Remember those sweet plaintive cries from far overhead of wide wingspan birds- geese, cranes, and storks? They haunt my many November souvenirs of France. Each fall I would write about their comings and goings as a bell that tolls the passing hours. First October. Then November. Next, deep dark December.

Camont sits on the most important European flyway that guides thousands of migrations from northern Europe to southern Spain across the Pyrenees and over the water to African winter feeding grounds. Each November I’d wake to hundreds of calling birds overhead and be stricken blue as they seemed to herald the coming cold, the darkening days. Damn that November and its foggy days.

Oh, what a little change in perspective can bring. this year I missed the migration while traveling and teaching in the US.  It was only now that I consider that the melancholia might be mine only at the end of long year and that the far above calls might be instead whoops of joy and daring aerial challenges. “ I’m taking the lead boys, move aside!” Or “Last one to Africa is a rotten egg!”

While November does end one long season of teaching, touring, and workshopping, so it begins another--a new season of planning, festivity, and gathering in at Camont. Throw in an expat Thanksgiving, a Champagne birthday feast, a Cassoulet Cooking Class or two, and a local celebration of fruit trees and orchards and you’ll see why I am changing my perspective on looking forward at the flyway instead of regretting the miles left behind. P.S. You needn’t pause in mid-flight to change your point of view.

So, I am no longer looking back on the thousands of miles of words written on this blog. You’ll notice the archives and their recipes have ‘disappeared’ to be gently replaced by new thoughts and stories here. From time to time, you, too, can fly down this new path with me as I upcycle many of those classic Gascon recipes for “The Big Cookbook Project”. Working along with Tim Clinch, photographic cohort who has been documenting Camont for nearly 20 years now, I am also looking at the past with a fresh eye for how we shop and cook now, who really cooks, how I still make the time. When I lack inspiration, I need only look at the Camont’s Windfall Harvest that Tim shot a few November’s ago. It speaks volumes of winter dishes I long to cook now- a deep ruby caramelized quince and duck stew, some tart crabapple vinegar to splash over bitter greens, and buttery apple croustades with bright sugar snow drifts across the egg-washed pastry top.

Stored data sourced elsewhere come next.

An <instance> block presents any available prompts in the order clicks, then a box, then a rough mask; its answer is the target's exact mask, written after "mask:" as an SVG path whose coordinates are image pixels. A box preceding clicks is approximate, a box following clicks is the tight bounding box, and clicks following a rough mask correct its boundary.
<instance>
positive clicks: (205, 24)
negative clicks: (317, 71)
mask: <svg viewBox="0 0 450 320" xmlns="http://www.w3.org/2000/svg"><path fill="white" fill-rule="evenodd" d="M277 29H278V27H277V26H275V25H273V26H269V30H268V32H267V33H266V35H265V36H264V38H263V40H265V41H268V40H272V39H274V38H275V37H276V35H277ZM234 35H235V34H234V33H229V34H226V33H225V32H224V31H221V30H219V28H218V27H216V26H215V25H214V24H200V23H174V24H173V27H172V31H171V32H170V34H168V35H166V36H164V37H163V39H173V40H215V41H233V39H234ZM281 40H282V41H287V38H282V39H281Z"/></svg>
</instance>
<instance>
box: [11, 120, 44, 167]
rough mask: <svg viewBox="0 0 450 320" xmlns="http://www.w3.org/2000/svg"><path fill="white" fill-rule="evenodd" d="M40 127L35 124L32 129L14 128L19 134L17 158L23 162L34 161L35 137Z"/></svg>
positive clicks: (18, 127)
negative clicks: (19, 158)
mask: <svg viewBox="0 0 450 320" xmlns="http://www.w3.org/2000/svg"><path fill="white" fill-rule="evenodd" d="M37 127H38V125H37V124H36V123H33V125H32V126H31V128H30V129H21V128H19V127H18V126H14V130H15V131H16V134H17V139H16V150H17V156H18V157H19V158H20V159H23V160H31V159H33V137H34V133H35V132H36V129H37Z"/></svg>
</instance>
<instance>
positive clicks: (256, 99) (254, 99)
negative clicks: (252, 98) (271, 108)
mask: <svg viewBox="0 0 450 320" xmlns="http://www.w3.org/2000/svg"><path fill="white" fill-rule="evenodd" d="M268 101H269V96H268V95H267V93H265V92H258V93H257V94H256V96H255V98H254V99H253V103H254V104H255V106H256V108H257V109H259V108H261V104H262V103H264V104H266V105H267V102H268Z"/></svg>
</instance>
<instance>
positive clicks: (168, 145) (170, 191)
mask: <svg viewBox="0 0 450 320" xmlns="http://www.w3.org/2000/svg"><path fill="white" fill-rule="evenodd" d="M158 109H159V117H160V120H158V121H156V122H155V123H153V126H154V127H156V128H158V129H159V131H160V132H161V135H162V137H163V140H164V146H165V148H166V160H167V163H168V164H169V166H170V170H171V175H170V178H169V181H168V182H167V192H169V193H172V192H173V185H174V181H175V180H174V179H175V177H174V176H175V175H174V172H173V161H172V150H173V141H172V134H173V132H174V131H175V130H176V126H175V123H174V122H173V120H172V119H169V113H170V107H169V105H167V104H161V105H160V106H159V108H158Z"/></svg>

So while you think that November food might climax with turkey and stuffing, pumpkin pies and groaning tables in America, I look forward, too. To my Australian friends like Annie Smithers for Spring hope as their gardens just begin to sprout. I'll watch southern orchards blossom as I prune this year’s French winter branches back. While looking behind, it’s not such a bad idea to look a little more forward after all. Last one to 2018 is a rotten egg!

Truc*: to Caramelize Quince

Quarter and core a few unpeeled quinces, place in a terracotta dish or cast iron pan with a tight-fitting lid, add an inch of water in the bottom of the pan, heavily douse with raw sugar- about 1/2 cup per quince, place the lid on and bake at a low temperature (150'C/ 325'F) for 1- 2 hours. DO NOT STIR! The quince will turn deep red, the sugar will melt and caramelize across the fruit, the syrup from the juices will reduce and be wonderfully sticky. remove from heat, let cool and then gently lift the fruit out into a jar. Reserve any excess syrup for drinks or desserts. 

* A truc is a little trick or a tip that I learned along the way. Sometimes learned by accident, sometimes a generous gift from a Gascon cook.